# 96 x 55 Limiter Head v 125 x 65 Limiter Head



## pollys13 (27 Sep 2021)

For running moulds on door stiles on spindle any advantage to having larger diameter head?
Thanks.


----------



## Jacob (27 Sep 2021)

pollys13 said:


> For running moulds on door stiles on spindle any advantage to having larger diameter head?
> Thanks.


More width/depth of cut, cleaner finish.


----------



## pollys13 (28 Sep 2021)

I can fit the smaller size knives in the larger head?


----------



## Jacob (28 Sep 2021)

pollys13 said:


> I can fit the smaller size knives in the larger head?


In principle yes but it depends on the head and the blades. There's lots of variations.


----------



## Ollie78 (28 Sep 2021)

The 96mm is good to run a mould in conjunction with a 125mm TCT blade rebate head. So you can cut rebate and mould on a 125mm circle and adjust the rebate with spacers between the heads. You cant do this with a 125mm head as there is no room for knives, hope that makes sense.

Ollie


----------



## pollys13 (29 Sep 2021)

My spindle is only 100mm long and just under 4 hp, can't stack tooling.


----------



## Ollie78 (29 Sep 2021)

pollys13 said:


> My spindle is only 100mm long and just under 4 hp, can't stack tooling.

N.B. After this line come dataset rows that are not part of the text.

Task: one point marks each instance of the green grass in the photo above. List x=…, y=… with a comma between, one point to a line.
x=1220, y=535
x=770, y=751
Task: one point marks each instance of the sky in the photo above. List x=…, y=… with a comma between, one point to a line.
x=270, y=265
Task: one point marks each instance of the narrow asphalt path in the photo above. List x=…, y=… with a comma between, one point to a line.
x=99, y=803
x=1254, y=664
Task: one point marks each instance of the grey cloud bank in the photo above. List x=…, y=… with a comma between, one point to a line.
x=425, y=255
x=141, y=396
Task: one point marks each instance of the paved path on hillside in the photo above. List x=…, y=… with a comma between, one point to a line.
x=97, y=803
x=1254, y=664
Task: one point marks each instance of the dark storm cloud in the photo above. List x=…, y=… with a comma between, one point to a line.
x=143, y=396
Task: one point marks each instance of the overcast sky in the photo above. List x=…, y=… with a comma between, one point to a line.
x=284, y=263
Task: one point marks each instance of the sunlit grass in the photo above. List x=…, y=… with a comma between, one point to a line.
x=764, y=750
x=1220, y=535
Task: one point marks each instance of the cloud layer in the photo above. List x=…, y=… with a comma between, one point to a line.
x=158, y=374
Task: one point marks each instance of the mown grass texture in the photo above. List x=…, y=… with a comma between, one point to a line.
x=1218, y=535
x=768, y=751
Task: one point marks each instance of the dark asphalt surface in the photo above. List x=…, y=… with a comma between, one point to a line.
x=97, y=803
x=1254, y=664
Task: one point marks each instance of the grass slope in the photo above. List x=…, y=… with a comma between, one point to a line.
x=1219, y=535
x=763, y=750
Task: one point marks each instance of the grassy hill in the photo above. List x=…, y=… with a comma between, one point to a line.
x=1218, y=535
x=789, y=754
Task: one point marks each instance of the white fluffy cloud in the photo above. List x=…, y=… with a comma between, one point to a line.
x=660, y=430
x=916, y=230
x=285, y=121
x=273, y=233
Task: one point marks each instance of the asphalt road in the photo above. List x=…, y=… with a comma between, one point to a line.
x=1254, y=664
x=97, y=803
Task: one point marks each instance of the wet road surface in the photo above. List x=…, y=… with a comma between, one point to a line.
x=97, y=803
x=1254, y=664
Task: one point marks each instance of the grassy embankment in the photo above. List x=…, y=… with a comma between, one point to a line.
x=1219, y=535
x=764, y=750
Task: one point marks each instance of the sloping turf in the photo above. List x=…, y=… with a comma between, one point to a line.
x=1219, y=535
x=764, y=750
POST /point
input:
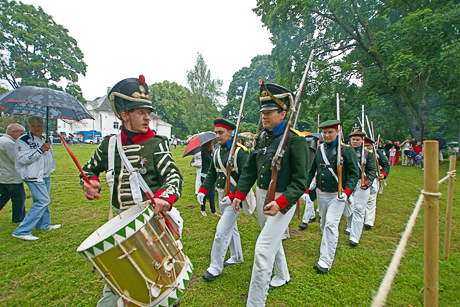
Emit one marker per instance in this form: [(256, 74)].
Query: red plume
[(141, 79)]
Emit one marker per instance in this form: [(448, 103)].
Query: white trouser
[(330, 212), (356, 220), (369, 217), (309, 212), (269, 252), (227, 236), (198, 179)]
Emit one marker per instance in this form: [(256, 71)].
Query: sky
[(159, 39)]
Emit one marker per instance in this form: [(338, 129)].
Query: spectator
[(417, 148), (398, 152), (406, 148), (11, 186), (207, 150), (196, 163), (441, 145), (35, 163), (418, 159), (392, 153), (410, 158), (387, 148)]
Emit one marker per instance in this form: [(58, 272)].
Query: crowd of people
[(344, 179)]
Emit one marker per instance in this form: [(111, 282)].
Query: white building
[(106, 121)]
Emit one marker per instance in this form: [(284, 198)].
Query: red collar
[(138, 138)]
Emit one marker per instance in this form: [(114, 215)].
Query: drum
[(138, 258)]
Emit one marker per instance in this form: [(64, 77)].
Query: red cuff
[(282, 201), (203, 190), (171, 200), (240, 195), (231, 196)]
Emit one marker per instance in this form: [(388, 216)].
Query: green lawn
[(49, 272)]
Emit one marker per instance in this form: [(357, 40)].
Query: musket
[(297, 115), (363, 161), (231, 158), (317, 131), (371, 133), (276, 161), (256, 136), (339, 151), (167, 221)]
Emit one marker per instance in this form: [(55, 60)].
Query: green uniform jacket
[(292, 176), (383, 162), (325, 181), (215, 174), (161, 173), (370, 169)]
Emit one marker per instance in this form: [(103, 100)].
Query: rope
[(450, 174), (385, 286)]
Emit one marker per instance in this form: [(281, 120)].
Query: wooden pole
[(450, 201), (431, 254)]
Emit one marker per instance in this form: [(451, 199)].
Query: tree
[(398, 49), (202, 103), (168, 100), (36, 50), (261, 67)]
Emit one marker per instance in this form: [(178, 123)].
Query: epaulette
[(296, 132), (242, 146)]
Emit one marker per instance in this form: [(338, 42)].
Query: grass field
[(49, 272)]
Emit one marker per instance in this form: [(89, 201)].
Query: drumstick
[(168, 222), (75, 160)]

Well I am not sure this is a thing.
If so, nobody told me because I do it all the time (also on a small spindle moulder).
If you think about it, a single large block for the big 6mm thick knives is not going to provide any more resistance than two smaller heads in a stack.
Also what about tenonning which also uses 2 blocks and spacers in a stack? 

If stack height is a problem you can get a 30mm by 96mm head just for this reason ( cheaper knives too) .

Ollie


----------



## pollys13 (1 Oct 2021)

Thanks for clearing up the misunderstanding.


----------



## pollys13 (2 Oct 2021)

Jacob said:


> More width/depth of cut, cleaner finish.


Would the same apply to a 125 x 100 alloy limiter head, for doing the stile moulds on interior and exterior house doors. I have a Multico TM1, so all the scribes, moulds will have to match up. The size of scribe cutters the Multico accept, will I think dictate the size of limiter head and size of its knives I can use.


----------



## Jacob (2 Oct 2021)

pollys13 said:


> Would the same apply to a 125 x 100 alloy limiter head, for doing the stile moulds on interior and exterior house doors. I have a Multico TM1, so all the scribes, moulds will have to match up. The size of scribe cutters the Multico accept, will I think dictate the size of limiter head and size of its knives I can use.


I don't use or know much about the modern kit - I went the other way with self made cutters. Didn't attempt scribe cutting but did it the old fashioned way with mitres, hand cut scribes, scribing chisel.
Sorry can't help!


----------